67

I've been reading Martin Fowler's note on Continuous Integration and he lists as a must "Everyone Commits To the Mainline Every Day".

I do not like to commit code unless the section I'm working on is complete and that in practice I commit my code every three days: one day to investigate/reproduce the task and make some preliminary changes, a second day to complete the changes, and a third day to write the tests and clean it up^ for submission. I would not feel comfortable submitting the code sooner.

Now, I pull changes from the repository and integrate them locally usually twice a day, but I do not commit that often unless I can carve out a smaller piece of work.

Question: is committing everyday such a good practice that I should change my workflow to accomodate it, or it is not that advisable?
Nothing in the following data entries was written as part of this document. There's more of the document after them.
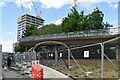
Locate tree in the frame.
[62,7,112,32]
[14,43,25,52]
[62,7,80,32]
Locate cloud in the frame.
[6,32,13,36]
[0,0,7,7]
[16,0,33,10]
[40,0,73,8]
[40,0,118,9]
[54,19,62,25]
[109,3,118,9]
[0,41,16,52]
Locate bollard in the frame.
[32,65,43,80]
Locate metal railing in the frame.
[20,27,120,41]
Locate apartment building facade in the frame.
[17,14,45,41]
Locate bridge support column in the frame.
[116,44,120,79]
[115,45,120,61]
[55,45,58,69]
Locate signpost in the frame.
[84,51,89,58]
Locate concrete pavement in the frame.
[39,64,68,78]
[2,69,26,80]
[2,64,68,80]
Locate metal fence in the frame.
[21,27,120,41]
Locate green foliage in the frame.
[62,7,112,32]
[15,43,25,52]
[39,24,62,35]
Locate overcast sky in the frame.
[0,0,118,52]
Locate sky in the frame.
[0,0,119,52]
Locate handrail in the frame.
[20,27,120,41]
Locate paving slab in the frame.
[39,64,68,78]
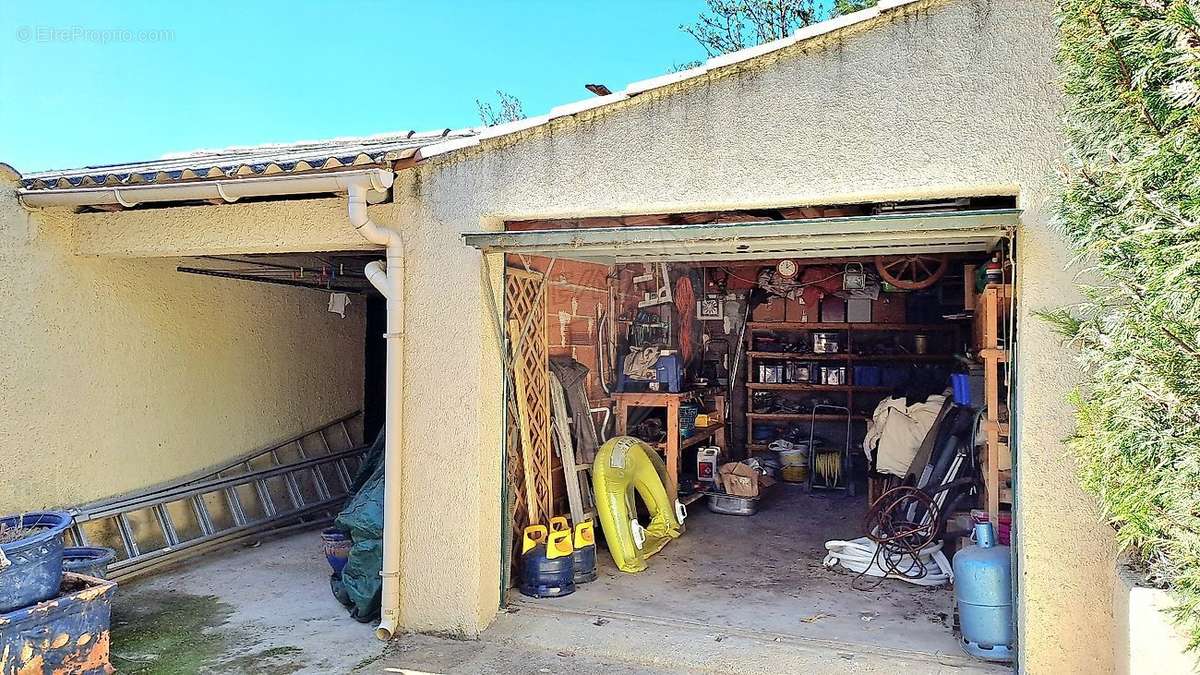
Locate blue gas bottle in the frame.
[954,522,1013,663]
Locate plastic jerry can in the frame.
[696,446,721,484]
[571,520,596,584]
[954,522,1013,663]
[520,525,575,598]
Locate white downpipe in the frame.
[349,185,404,640]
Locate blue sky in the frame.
[0,0,729,172]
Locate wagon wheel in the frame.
[875,255,949,291]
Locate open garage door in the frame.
[463,209,1020,264]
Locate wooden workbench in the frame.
[612,389,728,503]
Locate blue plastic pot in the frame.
[0,512,71,614]
[62,546,116,579]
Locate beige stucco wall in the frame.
[2,0,1112,673]
[0,172,364,513]
[381,0,1112,674]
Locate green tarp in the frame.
[330,430,384,622]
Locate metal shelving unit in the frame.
[744,321,959,454]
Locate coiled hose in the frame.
[824,485,954,591]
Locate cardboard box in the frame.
[716,461,775,497]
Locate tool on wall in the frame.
[634,263,674,307]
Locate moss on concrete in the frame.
[110,591,304,675]
[110,591,233,675]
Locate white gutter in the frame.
[17,168,404,640]
[17,168,392,208]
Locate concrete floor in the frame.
[112,485,1006,675]
[523,483,961,657]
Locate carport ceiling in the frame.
[176,251,383,293]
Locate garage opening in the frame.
[466,197,1019,657]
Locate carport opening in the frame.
[482,196,1018,655]
[70,251,385,639]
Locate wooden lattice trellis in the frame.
[504,268,554,531]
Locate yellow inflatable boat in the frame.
[592,436,684,573]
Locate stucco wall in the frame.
[0,174,365,513]
[2,0,1112,673]
[394,0,1112,673]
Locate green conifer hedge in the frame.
[1048,0,1200,647]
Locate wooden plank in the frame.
[509,319,548,524]
[550,372,590,524]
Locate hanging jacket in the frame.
[863,394,946,478]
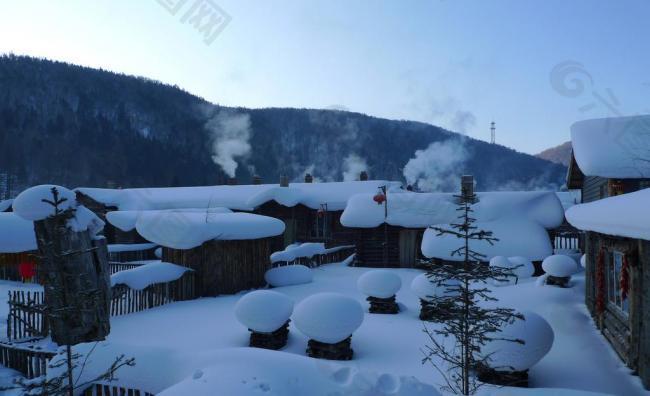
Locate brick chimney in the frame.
[359,171,368,181]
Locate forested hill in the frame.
[0,56,565,197]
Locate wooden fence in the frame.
[7,290,48,340]
[0,342,56,379]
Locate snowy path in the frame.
[0,264,650,396]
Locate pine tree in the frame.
[422,185,524,395]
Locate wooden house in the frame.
[132,211,284,296]
[566,116,650,389]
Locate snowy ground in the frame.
[0,264,650,396]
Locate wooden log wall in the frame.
[0,342,56,379]
[163,237,282,297]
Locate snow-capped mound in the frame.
[411,274,460,301]
[481,311,555,371]
[508,256,535,279]
[158,348,440,396]
[12,184,77,221]
[357,270,402,298]
[264,264,314,287]
[111,261,191,290]
[235,290,293,333]
[293,293,363,344]
[0,212,38,253]
[542,254,576,278]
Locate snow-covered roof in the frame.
[135,210,284,249]
[111,261,191,290]
[0,213,37,253]
[341,191,564,229]
[566,189,650,240]
[571,115,650,179]
[75,180,401,210]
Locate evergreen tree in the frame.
[423,185,524,395]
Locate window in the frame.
[607,252,630,315]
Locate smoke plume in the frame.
[205,110,251,177]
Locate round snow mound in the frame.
[293,293,363,344]
[542,254,576,278]
[235,290,293,333]
[508,256,535,279]
[481,311,555,371]
[264,264,314,287]
[411,274,460,301]
[357,270,402,298]
[12,184,77,221]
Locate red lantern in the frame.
[18,261,36,279]
[372,193,386,205]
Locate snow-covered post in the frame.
[235,290,293,350]
[357,270,402,314]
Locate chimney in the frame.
[359,171,368,181]
[460,175,474,200]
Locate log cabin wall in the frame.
[163,237,282,297]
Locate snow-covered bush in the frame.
[235,290,293,333]
[293,293,363,344]
[357,270,402,298]
[264,264,314,287]
[542,254,576,278]
[481,311,555,371]
[411,274,460,301]
[13,184,77,221]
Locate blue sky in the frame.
[0,0,650,153]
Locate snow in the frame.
[481,311,555,371]
[571,115,650,179]
[76,180,401,211]
[293,293,364,344]
[411,274,460,301]
[422,218,553,261]
[0,264,648,396]
[235,290,293,333]
[357,270,402,298]
[13,184,77,221]
[136,211,284,249]
[341,190,564,229]
[542,254,577,278]
[111,261,191,290]
[0,212,38,253]
[0,199,14,212]
[264,264,313,287]
[108,243,158,253]
[159,348,439,396]
[566,188,650,240]
[271,242,354,263]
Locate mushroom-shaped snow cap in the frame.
[235,290,293,333]
[542,254,576,278]
[481,311,555,371]
[293,293,363,344]
[411,274,460,301]
[12,184,77,221]
[357,270,402,298]
[508,256,535,279]
[264,264,314,287]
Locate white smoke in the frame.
[205,110,251,177]
[343,153,368,181]
[403,138,468,191]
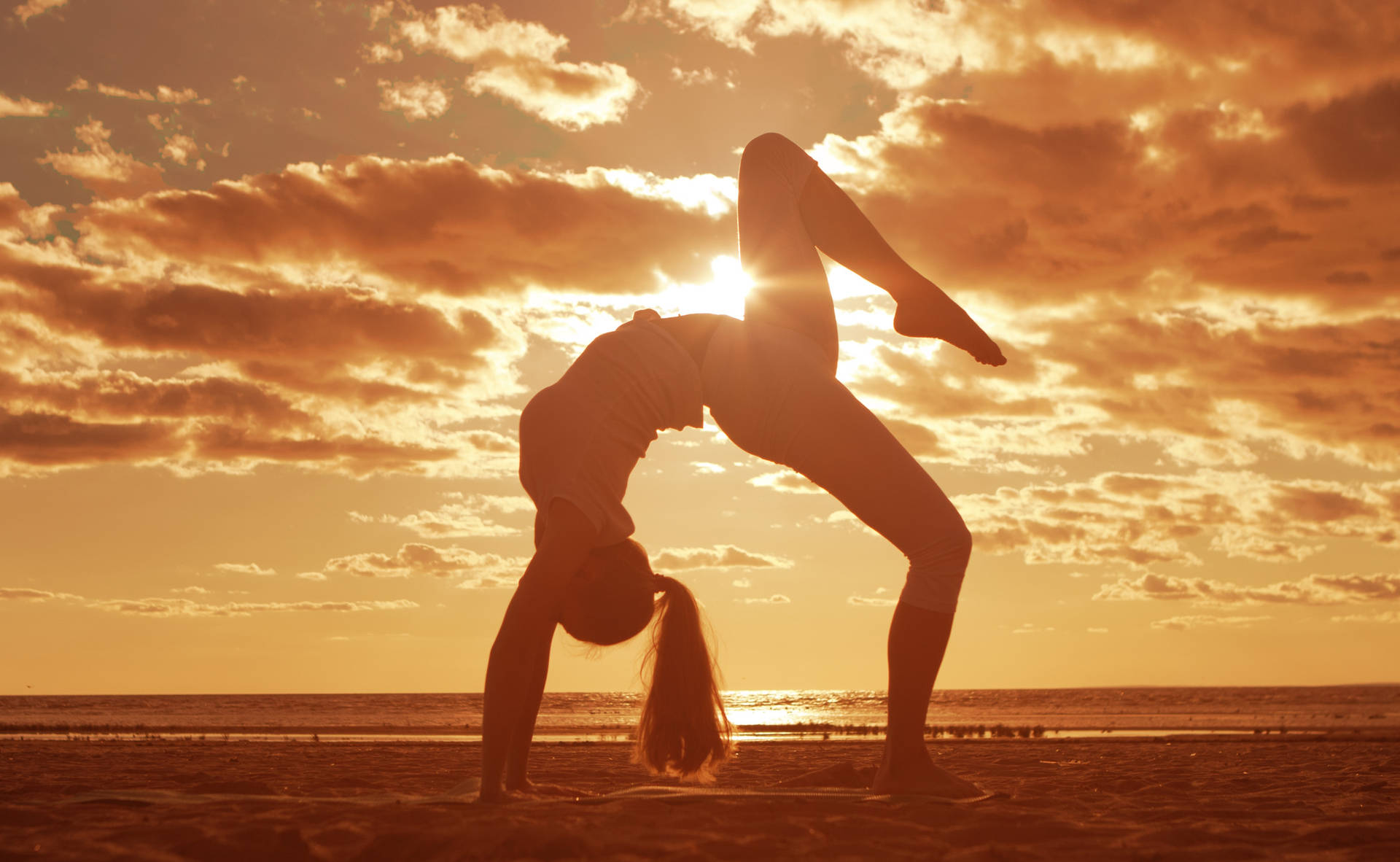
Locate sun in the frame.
[656,255,753,318]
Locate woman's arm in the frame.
[481,500,596,801]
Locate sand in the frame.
[0,737,1400,862]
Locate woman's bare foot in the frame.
[871,750,986,799]
[895,281,1006,365]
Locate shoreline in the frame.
[0,726,1400,746]
[0,733,1400,862]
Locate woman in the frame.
[481,133,1006,801]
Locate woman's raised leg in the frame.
[739,131,839,373]
[739,133,1006,367]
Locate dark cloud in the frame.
[1094,574,1400,605]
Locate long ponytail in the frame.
[633,575,734,783]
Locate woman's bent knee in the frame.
[899,519,971,613]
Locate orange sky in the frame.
[0,0,1400,694]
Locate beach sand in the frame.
[0,736,1400,862]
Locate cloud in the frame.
[0,93,55,117]
[749,470,826,494]
[39,120,166,198]
[1331,610,1400,623]
[14,0,69,24]
[957,469,1400,568]
[350,494,534,539]
[1152,616,1272,631]
[735,594,793,605]
[0,410,179,467]
[384,4,639,131]
[161,134,204,171]
[69,78,210,105]
[1094,574,1400,605]
[88,599,419,617]
[379,78,452,122]
[321,542,529,589]
[214,562,277,577]
[0,586,67,602]
[76,155,734,296]
[846,596,899,607]
[651,544,793,571]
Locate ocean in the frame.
[0,684,1400,742]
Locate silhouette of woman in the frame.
[481,133,1006,801]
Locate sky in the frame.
[0,0,1400,694]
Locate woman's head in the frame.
[560,539,658,647]
[560,539,732,781]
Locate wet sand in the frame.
[0,737,1400,862]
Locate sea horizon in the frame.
[0,683,1400,742]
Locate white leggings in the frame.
[701,134,971,613]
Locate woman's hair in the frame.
[561,540,734,781]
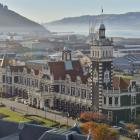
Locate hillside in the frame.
[0,4,49,33]
[44,12,140,30]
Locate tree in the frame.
[80,112,106,121]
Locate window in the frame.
[109,97,112,105]
[103,51,105,57]
[71,87,75,96]
[81,89,86,99]
[131,96,136,105]
[67,87,70,95]
[115,97,119,105]
[45,85,48,92]
[61,85,65,94]
[76,89,80,97]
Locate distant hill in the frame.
[44,12,140,30]
[0,4,49,33]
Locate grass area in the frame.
[120,136,132,140]
[27,116,56,126]
[0,107,57,127]
[0,107,31,122]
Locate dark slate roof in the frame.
[48,60,89,83]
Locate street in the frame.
[0,98,76,126]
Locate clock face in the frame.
[104,70,110,84]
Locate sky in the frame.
[0,0,140,23]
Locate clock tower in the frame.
[91,24,113,112]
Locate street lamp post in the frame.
[44,106,47,119]
[67,112,69,129]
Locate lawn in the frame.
[0,107,58,127]
[27,116,56,126]
[0,107,31,122]
[120,136,132,140]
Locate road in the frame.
[0,98,76,126]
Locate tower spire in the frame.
[101,7,104,24]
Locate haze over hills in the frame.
[44,12,140,36]
[0,4,49,33]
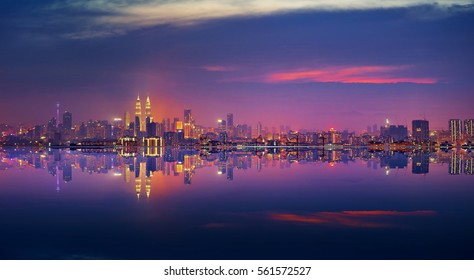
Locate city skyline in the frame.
[0,1,474,131]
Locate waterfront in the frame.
[0,149,474,259]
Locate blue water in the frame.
[0,148,474,259]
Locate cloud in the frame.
[269,210,436,228]
[264,65,437,84]
[51,0,472,39]
[201,65,235,72]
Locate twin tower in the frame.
[135,95,152,136]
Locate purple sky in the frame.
[0,0,474,131]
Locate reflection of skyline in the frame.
[0,148,474,198]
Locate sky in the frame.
[0,0,474,131]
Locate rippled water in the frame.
[0,149,474,259]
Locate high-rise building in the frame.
[124,112,130,129]
[380,124,408,142]
[217,120,227,133]
[135,95,142,136]
[184,109,194,139]
[145,96,151,117]
[411,152,430,174]
[184,109,193,123]
[412,120,430,143]
[227,113,234,128]
[257,122,262,137]
[63,111,72,131]
[464,119,474,140]
[449,119,462,143]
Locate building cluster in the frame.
[0,96,474,149]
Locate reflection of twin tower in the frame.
[135,95,153,136]
[124,158,153,198]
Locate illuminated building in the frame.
[449,152,461,175]
[412,120,430,144]
[464,158,474,175]
[449,119,462,144]
[217,119,227,133]
[145,176,151,198]
[257,122,262,137]
[184,109,193,139]
[184,109,193,123]
[411,153,430,174]
[56,101,59,128]
[464,119,474,140]
[124,112,130,129]
[226,113,234,137]
[134,95,142,136]
[145,96,151,117]
[63,111,72,131]
[380,124,408,142]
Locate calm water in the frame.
[0,149,474,259]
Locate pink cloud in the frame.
[269,210,436,228]
[265,65,437,84]
[201,65,235,72]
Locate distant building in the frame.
[411,153,430,174]
[449,119,462,143]
[226,113,234,136]
[464,119,474,140]
[380,125,408,142]
[63,111,72,131]
[412,120,430,144]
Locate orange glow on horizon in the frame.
[269,210,436,228]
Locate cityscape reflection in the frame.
[0,147,474,198]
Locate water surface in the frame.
[0,148,474,259]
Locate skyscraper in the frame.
[227,113,234,127]
[184,109,193,139]
[184,109,193,123]
[449,119,462,143]
[63,111,72,131]
[124,112,130,129]
[412,120,430,144]
[135,95,142,136]
[145,96,151,117]
[464,119,474,140]
[257,122,262,137]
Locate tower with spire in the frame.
[135,94,142,136]
[145,96,151,117]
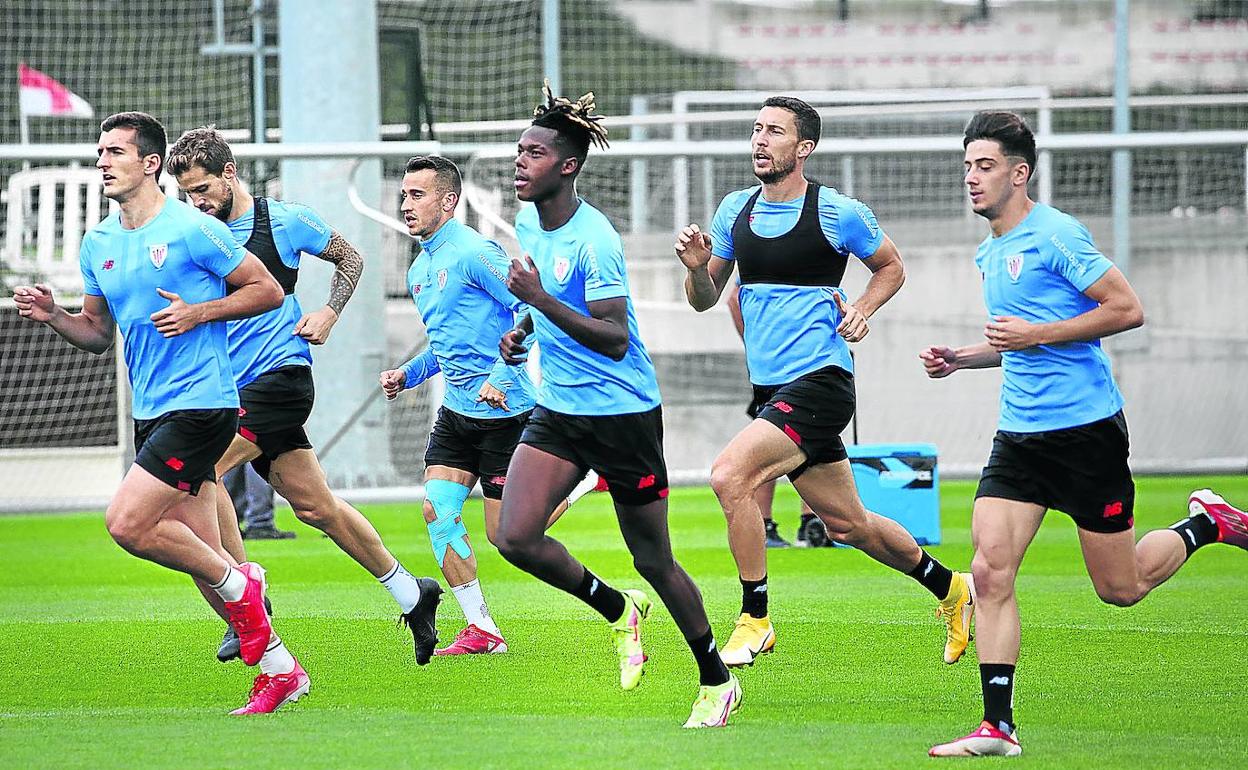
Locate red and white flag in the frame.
[17,62,95,117]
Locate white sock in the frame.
[377,559,421,613]
[210,567,247,602]
[260,635,295,676]
[451,580,503,636]
[568,470,598,508]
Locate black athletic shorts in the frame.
[135,409,238,494]
[975,412,1136,532]
[238,364,316,479]
[424,407,532,500]
[745,386,768,419]
[520,407,668,505]
[754,366,855,479]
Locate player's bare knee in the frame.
[971,550,1016,603]
[633,555,676,585]
[494,528,534,567]
[1096,585,1144,607]
[104,505,147,553]
[710,458,754,504]
[295,505,334,529]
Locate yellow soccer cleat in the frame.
[936,572,975,664]
[612,589,651,690]
[685,674,741,728]
[719,613,776,666]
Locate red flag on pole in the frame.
[17,62,95,117]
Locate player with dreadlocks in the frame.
[497,84,741,728]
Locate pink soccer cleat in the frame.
[1187,489,1248,549]
[230,660,312,716]
[226,562,273,665]
[433,623,507,655]
[927,721,1022,756]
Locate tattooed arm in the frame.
[295,231,364,344]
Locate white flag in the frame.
[17,62,95,117]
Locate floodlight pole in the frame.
[1113,0,1131,272]
[542,0,563,96]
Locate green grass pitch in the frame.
[0,477,1248,770]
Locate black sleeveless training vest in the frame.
[226,195,300,295]
[733,182,849,286]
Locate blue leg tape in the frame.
[424,479,472,567]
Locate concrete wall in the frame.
[617,0,1248,92]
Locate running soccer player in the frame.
[168,126,442,678]
[14,112,292,714]
[381,155,592,655]
[498,84,741,728]
[920,112,1248,756]
[725,280,815,548]
[675,96,971,666]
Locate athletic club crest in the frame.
[147,243,168,270]
[1006,255,1022,282]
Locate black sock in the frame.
[1169,513,1218,559]
[572,569,625,623]
[906,548,953,600]
[741,575,768,618]
[686,629,728,685]
[980,663,1015,735]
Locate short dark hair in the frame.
[962,111,1036,178]
[533,81,608,173]
[763,96,824,145]
[100,112,168,182]
[165,125,235,176]
[404,155,463,195]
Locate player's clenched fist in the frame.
[676,225,710,270]
[498,328,529,366]
[832,292,871,342]
[919,344,958,379]
[381,369,407,401]
[12,283,56,323]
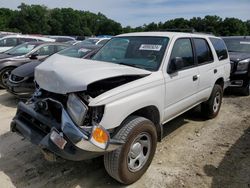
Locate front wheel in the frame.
[241,80,250,96]
[0,67,15,88]
[201,84,223,119]
[104,116,157,184]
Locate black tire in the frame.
[241,81,249,96]
[201,84,223,119]
[0,67,15,89]
[104,116,157,184]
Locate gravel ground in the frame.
[0,90,250,188]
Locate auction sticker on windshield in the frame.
[240,41,250,44]
[139,44,162,51]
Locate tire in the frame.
[0,67,15,89]
[241,82,249,96]
[104,116,157,185]
[201,84,223,119]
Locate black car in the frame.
[223,36,250,96]
[7,43,101,97]
[0,42,69,88]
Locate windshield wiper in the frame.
[117,62,146,70]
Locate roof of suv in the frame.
[221,36,250,40]
[118,31,215,38]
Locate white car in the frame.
[0,35,55,53]
[82,37,111,45]
[11,32,230,184]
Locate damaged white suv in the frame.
[11,32,230,184]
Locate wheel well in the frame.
[129,106,162,141]
[215,78,224,89]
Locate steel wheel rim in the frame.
[127,132,152,172]
[213,92,221,113]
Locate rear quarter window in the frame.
[209,38,228,61]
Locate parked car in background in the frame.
[0,42,69,88]
[82,37,111,45]
[0,35,55,53]
[11,32,230,184]
[7,44,101,98]
[223,36,250,96]
[49,36,76,42]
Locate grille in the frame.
[10,74,24,82]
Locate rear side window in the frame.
[36,45,55,56]
[20,38,37,43]
[0,38,17,47]
[55,46,68,52]
[209,38,228,61]
[194,38,214,64]
[170,38,194,70]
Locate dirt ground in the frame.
[0,90,250,188]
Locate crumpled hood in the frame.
[11,61,42,77]
[35,54,151,94]
[229,52,250,61]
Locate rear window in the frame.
[209,38,228,61]
[194,38,214,64]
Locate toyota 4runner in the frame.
[11,32,230,184]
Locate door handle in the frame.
[193,75,200,81]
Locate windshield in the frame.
[58,42,92,58]
[92,36,169,71]
[5,43,37,55]
[224,38,250,53]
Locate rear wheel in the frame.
[201,84,223,119]
[104,116,157,184]
[0,67,15,88]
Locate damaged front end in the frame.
[11,89,123,161]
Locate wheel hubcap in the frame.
[213,93,221,113]
[128,133,151,172]
[2,70,11,86]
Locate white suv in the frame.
[11,32,230,184]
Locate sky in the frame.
[0,0,250,27]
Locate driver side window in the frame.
[169,38,195,71]
[36,45,55,56]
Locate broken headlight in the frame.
[67,94,88,126]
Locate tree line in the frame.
[0,3,250,36]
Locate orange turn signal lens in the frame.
[92,127,109,143]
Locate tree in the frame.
[221,18,248,36]
[11,3,50,34]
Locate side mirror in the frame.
[30,53,38,59]
[167,57,184,74]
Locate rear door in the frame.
[193,38,217,100]
[164,38,199,121]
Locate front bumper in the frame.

Edit: I guess I should have clarified that I meant "commit" in the CVS meaning of it (aka "push") since that is likely what Fowler would have meant in 2006 when he wrote this.

^ The order is more arbitrary and depends on the task, my point was to illustrate the time span and activities, not the exact sequence.

16
  • 21
    You may commit your code if it compiles and performs some useful logic. Better to commit code in short cycles if you are working in a team environment.
    – Yusubov
    Commented Jul 5, 2012 at 20:35
  • 4
    Is Martin Fowler assuming a VCS that isn't distributed?
    – user16764
    Commented Jul 6, 2012 at 0:22
  • 4
    Note the date on that article: May 1st, 2006. Git and Mercurial weren't even begun until April 2005, and my impression is that they really started getting traction in about 2008. I can't find any articles on Fowler's site that refer to either one of them prior to 2009. So this article from 2006 clearly assumes a centralized source control system like SVN. The advice is not applicable to teams using a DVCS.
    – Kyralessa
    Commented Jul 6, 2012 at 2:35
  • 2
    @Kyralessa: The article even states that "Subversion is the modern [version control system]".
    – che
    Commented Jul 6, 2012 at 8:40
  • 4
    First the code and then the tests?
    – user1249
    Commented Jul 6, 2012 at 9:32

9 Answers 9

46

I do not agree with this rule and I agree with what Mason Wheeler said. I would like to add a few ideas.

I try to commit every time I have a meaningful change to commit: this can be several times a day if I fix several small bugs, or once a week if I am working on a larger piece of software that cannot be used by the rest of the code in any meaningful way until it reaches a consistent state.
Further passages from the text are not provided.